Your cat doesn’t love you. If it were bigger it would eat you.
My phone autocorrected killed to kilt. Well plaid, phone. Well plaid.
I’m just a girl, standing in front of a mirror, asking to be possessed by a poltergeist that loves to clean and fold laundry.
SCIENTIST: it’s both man and machine
ME: what’s it called?
S: I call it a cyborg
M: I would have went with manchine
S: *crushes test tube*
🎶Well you can tell by the way I clumsy walk
I’m an awkward girl, don’t wanna talk
Mumble sounds, eyes look down
I’ve been trippin ’round since I was born
And it’s all right, it’s okay
Please just look the other way
🎶
[girl petting my dog] what’s his name?
[thinking about how women want to feel safe] seat belt
I miss those two years in the nineties when instead of using sarcasm we’d just say the opposite of what we were thinking followed by “NOT”
I’m about to go on a 6 day trip with 130 teenagers, including a 21 hour bus trip in each direction. Send thoughts, prayers, Monster, and bourbon.
Kids these days won’t get the trauma of passing notes in class and hoping nobody reads it until it reaches the recipient.
The letter n always has to be the centre of attention.
My 4 year old is handing me one grape to wash at a time so breakfast should be served around midnight.
At dinner my husband hollered, “I’m going to run off to a place where I’m appreciated!”
My daughter: Don’t take my Barbie backpack.
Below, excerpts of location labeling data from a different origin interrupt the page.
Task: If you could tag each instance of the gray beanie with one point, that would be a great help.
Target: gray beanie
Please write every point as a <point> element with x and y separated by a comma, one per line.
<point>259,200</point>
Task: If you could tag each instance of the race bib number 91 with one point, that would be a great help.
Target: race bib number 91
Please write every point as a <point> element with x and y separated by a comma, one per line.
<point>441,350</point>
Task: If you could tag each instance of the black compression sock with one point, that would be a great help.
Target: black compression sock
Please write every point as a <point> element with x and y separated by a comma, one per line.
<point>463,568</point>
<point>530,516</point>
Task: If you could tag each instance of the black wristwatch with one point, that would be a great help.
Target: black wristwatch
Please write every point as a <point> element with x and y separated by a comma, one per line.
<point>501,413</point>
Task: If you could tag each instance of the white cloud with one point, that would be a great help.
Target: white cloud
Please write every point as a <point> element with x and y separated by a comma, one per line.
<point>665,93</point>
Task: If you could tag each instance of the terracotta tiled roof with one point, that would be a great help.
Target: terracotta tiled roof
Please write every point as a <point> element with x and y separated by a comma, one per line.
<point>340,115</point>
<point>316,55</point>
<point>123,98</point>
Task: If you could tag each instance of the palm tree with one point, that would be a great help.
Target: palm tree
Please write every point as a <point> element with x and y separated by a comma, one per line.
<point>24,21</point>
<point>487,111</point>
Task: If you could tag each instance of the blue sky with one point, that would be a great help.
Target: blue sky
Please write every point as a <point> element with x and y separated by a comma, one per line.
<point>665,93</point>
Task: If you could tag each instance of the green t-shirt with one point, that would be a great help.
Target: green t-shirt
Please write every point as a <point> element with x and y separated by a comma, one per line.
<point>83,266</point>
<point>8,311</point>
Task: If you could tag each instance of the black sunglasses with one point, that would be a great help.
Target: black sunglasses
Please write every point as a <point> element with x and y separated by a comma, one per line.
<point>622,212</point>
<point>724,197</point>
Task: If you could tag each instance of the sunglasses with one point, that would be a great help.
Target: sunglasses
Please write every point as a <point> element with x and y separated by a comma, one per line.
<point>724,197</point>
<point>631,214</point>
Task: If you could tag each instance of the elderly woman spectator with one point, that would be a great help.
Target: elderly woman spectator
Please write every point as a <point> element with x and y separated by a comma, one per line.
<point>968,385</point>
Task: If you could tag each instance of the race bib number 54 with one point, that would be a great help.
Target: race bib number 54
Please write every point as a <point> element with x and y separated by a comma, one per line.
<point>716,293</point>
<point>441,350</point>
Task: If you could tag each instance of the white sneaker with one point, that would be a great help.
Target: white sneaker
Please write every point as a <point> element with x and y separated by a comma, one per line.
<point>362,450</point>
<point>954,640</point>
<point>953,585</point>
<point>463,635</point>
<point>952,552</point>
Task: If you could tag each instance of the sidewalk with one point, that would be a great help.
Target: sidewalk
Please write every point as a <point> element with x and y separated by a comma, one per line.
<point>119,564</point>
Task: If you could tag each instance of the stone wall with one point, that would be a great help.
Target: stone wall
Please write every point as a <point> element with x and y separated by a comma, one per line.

My son: Can someone pass the butter?
My mother: You married her.
Me: When I have a rough day, you’re there. When I need to cry, you’re there. Nobody helps me gain 10 pounds the way you do. Cheesecake:
Naw, I don’t have jaundice. Just accidentally grabbed the wrong color foundation again.
What do ppl who say “please excuse the mess” when their house is like a museum, want from us?
COP: Do you know why I stopped you?
HIM: We were going too fast?
COP: Yes. Get to know her first. Don’t just talk about yourself either.
BAKER: Baking is a science that requires precision, timing, and accurate measurements. OK… 11, 12, 13. Anyway, here’s a dozen cupcakes.
I could have been the favourite Mistress of the Sun King at Versailles but nooooooooo I had to be born into late stage capitalism
Just saw a Facebook status that said “ironing boards are just surfboards that gave up their dreams and got real jobs” and I laughed out loud… Can’t tell if it’s funny or if I’m just overtired
Sometimes I feel so bad about not being perfect but then I remember people who expect you to be perfect all the time are exhausting and then I scratch my armpits like a monkey.
I’m not heartless. It’s just in a different purse at the bottom of the closet.
*In fancy restaurant*
Waiter: can I recommend something off the specials board?
Me: I’d prefer a plate, tbh
How does a cricket know if his joke has bombed?